Unless you have been on another planet, or perhaps extremely busy, you must have noticed that the Jubilee year with all its events is underway now at Beit Or. The shul always tries to offer events of interest to every sector of the community, but this year we are on overdrive, it seems to me!
However, we all need to remember that these talks, meals, services, etc. don’t just happen by magic (pixies and leprechauns aren’t a big part of Jewish tradition). Fellow shul members turn up early to set up, manage and steward, and then tidy up afterwards. They are happy to do it, and enjoy being part of a successful team that facilitates these occasions. But what makes it really worthwhile is when you attend. Unfortunately, some recent events had disappointing attendance. You might have heard Barbara Kurtz mention this the other morning – and I add my encouragement to hers. Please come along to any and all planned events that catch your fancy (details as always in Highlight, and available electronically too, courtesy of our awesome new website).
You will notice also that while many events are free to attend, others require tickets, which cost money. While it would be lovely to be able to offer everything for free, that simply is not realistic, and would hamper our ability to arrange so many different sorts of entertainment. A Jewish event wouldn’t be nearly as Jewish without some type of refreshment, and I have discovered over the past 30 years that a British event wouldn’t be as British without tea, although coffee is generally available as well. Tea, coffee and cakes cost money and I’m sorry to say the shul simply is not able to underwrite this cost for every event. By mixing free and ticketed events, we are able to use some of the funds from the ticketed events to subsidise the free events.

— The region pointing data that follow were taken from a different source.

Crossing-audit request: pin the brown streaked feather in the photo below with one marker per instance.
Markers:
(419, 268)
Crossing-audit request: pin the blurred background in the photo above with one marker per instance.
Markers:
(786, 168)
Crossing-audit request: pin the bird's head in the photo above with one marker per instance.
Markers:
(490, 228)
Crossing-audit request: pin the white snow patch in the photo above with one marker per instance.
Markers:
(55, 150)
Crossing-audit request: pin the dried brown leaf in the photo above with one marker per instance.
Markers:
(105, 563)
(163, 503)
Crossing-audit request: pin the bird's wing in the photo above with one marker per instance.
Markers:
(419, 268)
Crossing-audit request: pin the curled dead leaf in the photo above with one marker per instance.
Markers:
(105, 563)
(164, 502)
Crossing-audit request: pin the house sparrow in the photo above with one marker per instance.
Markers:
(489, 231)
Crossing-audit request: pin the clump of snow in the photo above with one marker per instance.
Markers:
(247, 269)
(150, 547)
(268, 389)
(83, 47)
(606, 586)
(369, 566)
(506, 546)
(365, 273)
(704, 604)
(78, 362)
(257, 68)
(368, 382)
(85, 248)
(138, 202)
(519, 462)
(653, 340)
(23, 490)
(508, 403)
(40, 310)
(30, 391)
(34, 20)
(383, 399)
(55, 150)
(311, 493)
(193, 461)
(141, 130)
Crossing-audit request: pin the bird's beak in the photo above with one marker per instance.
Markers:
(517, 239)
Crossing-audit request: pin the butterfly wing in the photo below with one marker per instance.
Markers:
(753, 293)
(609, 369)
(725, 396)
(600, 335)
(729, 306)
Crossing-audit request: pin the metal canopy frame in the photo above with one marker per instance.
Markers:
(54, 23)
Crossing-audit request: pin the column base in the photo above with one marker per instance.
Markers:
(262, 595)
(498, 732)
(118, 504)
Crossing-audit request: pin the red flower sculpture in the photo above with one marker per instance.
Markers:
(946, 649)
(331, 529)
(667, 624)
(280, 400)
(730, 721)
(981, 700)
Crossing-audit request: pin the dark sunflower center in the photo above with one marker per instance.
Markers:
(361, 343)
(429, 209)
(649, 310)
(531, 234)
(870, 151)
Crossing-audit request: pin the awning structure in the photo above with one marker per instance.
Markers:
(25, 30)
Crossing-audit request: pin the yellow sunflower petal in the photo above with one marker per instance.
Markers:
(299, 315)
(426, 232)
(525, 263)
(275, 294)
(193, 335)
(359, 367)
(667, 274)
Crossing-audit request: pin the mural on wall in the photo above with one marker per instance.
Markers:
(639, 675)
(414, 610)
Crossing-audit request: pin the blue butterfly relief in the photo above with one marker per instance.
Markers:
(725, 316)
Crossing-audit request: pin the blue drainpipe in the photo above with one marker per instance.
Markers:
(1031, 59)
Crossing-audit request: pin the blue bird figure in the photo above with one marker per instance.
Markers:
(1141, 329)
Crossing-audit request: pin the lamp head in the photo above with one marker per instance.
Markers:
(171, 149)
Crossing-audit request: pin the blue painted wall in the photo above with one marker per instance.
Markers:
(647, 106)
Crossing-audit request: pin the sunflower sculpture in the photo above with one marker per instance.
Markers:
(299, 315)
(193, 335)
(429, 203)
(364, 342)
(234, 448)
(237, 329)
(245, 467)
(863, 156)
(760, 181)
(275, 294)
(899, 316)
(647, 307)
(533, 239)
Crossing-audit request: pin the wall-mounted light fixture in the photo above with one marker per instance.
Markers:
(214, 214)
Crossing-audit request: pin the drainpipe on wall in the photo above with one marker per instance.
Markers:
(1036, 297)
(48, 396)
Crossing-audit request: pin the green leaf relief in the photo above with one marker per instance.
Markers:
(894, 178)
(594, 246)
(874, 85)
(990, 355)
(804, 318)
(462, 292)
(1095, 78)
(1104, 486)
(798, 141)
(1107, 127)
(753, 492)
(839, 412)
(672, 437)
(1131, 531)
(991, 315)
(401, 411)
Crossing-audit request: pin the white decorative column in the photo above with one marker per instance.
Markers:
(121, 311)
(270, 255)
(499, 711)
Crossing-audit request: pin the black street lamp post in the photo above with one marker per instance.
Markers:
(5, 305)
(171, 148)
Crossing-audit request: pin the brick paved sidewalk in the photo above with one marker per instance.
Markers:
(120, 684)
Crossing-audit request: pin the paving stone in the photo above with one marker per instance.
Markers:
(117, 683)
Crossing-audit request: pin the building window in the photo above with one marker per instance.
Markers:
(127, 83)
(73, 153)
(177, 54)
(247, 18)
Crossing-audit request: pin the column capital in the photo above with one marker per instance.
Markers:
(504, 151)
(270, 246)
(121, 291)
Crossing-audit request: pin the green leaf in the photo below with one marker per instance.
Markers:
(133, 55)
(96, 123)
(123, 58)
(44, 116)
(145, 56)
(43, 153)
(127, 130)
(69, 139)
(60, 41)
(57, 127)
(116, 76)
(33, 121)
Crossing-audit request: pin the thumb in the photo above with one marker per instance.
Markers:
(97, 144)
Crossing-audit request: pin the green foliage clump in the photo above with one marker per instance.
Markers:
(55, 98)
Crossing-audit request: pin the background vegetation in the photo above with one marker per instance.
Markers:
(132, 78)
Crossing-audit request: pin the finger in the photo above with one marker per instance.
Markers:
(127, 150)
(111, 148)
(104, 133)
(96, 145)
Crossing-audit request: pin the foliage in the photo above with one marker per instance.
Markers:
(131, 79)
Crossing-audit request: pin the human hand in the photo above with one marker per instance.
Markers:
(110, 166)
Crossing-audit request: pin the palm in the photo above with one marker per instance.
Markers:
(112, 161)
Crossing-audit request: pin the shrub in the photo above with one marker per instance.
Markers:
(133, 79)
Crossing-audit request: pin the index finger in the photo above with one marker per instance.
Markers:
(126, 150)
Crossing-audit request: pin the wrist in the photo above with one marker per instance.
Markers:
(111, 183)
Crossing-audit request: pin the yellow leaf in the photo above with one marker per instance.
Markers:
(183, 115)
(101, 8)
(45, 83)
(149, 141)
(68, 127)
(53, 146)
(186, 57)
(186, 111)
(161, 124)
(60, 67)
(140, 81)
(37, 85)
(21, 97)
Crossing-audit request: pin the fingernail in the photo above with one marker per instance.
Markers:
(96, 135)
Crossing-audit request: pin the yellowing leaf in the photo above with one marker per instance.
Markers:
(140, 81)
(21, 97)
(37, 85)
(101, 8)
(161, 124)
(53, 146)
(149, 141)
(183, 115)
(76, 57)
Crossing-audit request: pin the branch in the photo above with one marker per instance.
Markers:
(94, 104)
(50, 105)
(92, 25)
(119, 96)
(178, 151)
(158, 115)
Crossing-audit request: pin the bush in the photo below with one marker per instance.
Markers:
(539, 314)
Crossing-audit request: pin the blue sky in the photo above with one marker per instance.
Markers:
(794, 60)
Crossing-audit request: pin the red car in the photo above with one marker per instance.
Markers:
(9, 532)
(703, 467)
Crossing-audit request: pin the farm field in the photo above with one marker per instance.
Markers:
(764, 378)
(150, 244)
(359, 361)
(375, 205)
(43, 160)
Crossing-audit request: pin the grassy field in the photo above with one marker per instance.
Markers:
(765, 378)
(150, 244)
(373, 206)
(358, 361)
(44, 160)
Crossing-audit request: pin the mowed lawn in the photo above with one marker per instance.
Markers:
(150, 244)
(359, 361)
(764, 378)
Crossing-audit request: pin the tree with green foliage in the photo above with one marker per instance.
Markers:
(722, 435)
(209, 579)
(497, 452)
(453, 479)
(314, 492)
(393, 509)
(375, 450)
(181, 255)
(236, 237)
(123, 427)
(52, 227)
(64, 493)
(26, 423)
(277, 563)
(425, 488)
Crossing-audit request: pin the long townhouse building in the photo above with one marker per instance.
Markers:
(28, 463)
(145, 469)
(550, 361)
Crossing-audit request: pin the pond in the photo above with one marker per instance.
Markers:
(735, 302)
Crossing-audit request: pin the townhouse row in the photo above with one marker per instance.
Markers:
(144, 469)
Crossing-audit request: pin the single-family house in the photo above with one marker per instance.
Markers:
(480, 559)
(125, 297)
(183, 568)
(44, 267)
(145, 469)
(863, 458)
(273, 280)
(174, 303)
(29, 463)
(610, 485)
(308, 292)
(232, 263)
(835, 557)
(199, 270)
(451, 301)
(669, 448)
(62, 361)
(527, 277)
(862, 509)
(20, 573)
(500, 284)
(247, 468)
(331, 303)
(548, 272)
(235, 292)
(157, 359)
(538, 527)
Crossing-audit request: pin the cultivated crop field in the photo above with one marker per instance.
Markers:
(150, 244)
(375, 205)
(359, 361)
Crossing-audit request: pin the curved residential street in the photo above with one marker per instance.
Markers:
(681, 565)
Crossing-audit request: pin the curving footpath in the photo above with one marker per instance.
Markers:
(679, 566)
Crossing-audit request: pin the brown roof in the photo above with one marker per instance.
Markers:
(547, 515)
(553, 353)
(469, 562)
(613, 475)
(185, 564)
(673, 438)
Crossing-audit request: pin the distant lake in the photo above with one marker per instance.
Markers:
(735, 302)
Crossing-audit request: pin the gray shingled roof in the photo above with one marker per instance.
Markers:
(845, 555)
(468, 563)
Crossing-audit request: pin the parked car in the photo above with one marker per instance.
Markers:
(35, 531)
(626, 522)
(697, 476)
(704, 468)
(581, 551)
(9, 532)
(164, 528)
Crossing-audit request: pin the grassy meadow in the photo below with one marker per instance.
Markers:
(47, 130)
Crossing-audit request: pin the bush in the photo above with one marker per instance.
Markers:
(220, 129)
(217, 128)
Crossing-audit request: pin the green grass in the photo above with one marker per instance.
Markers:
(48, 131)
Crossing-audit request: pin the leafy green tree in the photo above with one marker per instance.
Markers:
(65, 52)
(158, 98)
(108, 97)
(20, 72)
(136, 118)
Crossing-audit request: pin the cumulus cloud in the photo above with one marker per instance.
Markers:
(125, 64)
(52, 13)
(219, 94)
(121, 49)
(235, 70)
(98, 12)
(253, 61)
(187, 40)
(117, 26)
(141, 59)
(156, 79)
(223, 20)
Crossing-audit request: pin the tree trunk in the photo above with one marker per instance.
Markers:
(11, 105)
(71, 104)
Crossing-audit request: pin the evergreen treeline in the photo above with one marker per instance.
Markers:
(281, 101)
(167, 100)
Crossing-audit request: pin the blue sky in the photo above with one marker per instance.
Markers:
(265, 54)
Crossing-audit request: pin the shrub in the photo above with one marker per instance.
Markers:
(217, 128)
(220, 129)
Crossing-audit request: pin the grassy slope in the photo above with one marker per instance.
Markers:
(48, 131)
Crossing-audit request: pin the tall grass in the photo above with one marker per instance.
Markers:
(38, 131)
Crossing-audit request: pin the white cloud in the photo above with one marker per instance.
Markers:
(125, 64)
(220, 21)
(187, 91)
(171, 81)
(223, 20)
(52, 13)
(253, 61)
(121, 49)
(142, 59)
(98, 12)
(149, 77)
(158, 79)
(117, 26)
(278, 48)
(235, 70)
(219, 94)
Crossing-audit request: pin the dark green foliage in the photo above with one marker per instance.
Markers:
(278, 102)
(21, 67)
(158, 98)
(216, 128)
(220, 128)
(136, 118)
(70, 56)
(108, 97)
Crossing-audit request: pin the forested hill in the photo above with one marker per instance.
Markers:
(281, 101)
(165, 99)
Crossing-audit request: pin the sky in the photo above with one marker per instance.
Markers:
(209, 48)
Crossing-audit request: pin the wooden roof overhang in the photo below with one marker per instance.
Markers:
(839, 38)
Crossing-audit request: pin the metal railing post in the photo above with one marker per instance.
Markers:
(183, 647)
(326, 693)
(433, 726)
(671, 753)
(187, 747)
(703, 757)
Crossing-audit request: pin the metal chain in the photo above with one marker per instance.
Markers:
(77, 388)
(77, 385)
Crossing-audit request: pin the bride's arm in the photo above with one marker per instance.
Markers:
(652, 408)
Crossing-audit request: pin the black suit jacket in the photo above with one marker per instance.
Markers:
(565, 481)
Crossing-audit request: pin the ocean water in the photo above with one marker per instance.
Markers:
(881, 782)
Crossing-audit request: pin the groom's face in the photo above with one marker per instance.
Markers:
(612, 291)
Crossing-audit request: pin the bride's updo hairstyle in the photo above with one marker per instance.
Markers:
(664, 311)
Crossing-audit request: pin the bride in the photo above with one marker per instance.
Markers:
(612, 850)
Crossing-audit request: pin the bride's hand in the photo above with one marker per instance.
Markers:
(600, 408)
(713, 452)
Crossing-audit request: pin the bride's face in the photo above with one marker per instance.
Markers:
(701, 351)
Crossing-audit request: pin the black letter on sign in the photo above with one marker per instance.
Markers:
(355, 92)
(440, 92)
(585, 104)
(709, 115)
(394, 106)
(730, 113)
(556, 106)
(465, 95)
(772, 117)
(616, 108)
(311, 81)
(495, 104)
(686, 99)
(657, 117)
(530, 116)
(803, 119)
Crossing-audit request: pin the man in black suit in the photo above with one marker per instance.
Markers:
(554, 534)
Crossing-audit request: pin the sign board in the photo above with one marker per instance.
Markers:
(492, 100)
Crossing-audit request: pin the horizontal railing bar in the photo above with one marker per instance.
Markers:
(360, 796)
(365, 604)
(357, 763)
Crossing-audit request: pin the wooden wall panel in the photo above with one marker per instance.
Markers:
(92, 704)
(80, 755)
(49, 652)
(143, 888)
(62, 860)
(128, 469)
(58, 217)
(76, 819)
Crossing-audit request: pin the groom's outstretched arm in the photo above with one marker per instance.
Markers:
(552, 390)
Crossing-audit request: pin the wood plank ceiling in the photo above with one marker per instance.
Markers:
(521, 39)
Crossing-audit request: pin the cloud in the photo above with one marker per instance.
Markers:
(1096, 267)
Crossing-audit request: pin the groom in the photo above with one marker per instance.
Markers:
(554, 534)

I must stress that our speakers (Anthony Seldon in June, House of Commons Speaker John Bercow in September and Baroness Rabbi Julia Neuberger in November) are not being paid for their visits, which must be due in part to the silver tongues of the Shul members who manage to lure them “south of the river”. Thank you to those who work behind the scenes to establish this lecture series. If we paid the lecturers, the costs would be far higher.
Running a synagogue costs – there are no ways to get around this fact. Membership fees meet much of this and I have always been very impressed with how carefully our funds are spent. I couldn’t say anything else but that your membership represents excellent value! In this Jubilee year a great deal of effort has been taken to enrich the life of the community and it makes good sense to ask participants to contribute.
Check out Highlight for what’s on – this June I am particularly looking forward with interest to the visit of Cantor Janece Cohen from Tucson, Arizona – and I warmly invite you to come along to as many events as you can possibly squeeze into your busy schedules. The organisers will be happy to see a big crowd, and you will learn something new, meet more members, and (I can almost guarantee) enjoy yourself.